Positivity rate within the cohort stands at less than 8 percent
Of late, incoming expatriate workers have become the new source of Covid-19 positive cases in the country. Of the 386 foreign workers who entered the country since October 1, 30 of them tested positive for the virus so far.
With at least one person testing positive from this incoming group every 24 hours, there is a growing concern that if the trend continues, it could compromise the entire disease containment efforts.
Health Minister Dechen Wangmo assured that for now, whatever the government was allowing, the country’s health system could handle it.
Lyonpo said that the ministry was closely monitoring the trend of the incoming labourers. She said that it was important for people to understand that the proportion of people applying to come in, those getting the approval for the travel and those entering the country, there was almost 50 percent reduction in each of the stages.
The reduction, Lyonpo said, was because of the mandatory requirement of negative Covid-19 test results before their travel. Once the expatriate workers enter the country, they also have to go through the required 21-day quarantine.
While in the quarantine, individuals also have to follow the existing national quarantine testing protocol. It means individuals are tested between the third and fifth day after their arrival, and then on the 14th and 22nd day.
Lyonpo said that the ministry keeps a close eye on the positivity rate within the cohort.
“For now, the positivity rate is around 7.7 percent. Whatever we are allowing, our health system can absorb for now,” she said. “But if the positivity rate jumps to above 20 percent or the moment we know if it is beyond our absorption capacity, we will immediately stop this.” The minister said that subsequent tests are also performed to prepare for the next group of incoming labourers. “If the majority of the cases are detected during the 14th day, then the date of the next batch of incoming labourers are deferred.”

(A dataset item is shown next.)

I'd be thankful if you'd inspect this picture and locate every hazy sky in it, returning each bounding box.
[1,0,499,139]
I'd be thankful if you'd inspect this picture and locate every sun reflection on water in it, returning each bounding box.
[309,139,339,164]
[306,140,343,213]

Lyonpo said that if the positivity rate jumps to over 20 percent, for example, it would be a significant concern for the ministry. “Once people test positive here, they cannot go back. Bed occupancy in the hospitals would increase, and it would overburden our health system.”
Simultaneously, if there is a community transmission, Lyonpo said it would be difficult for the ministry to handle the situation.
“For us, the health of the people is important. But then there is also a huge need for labourers in the bigger hydropower projects. We’ve to balance between disease prevention and economic development at the same time.”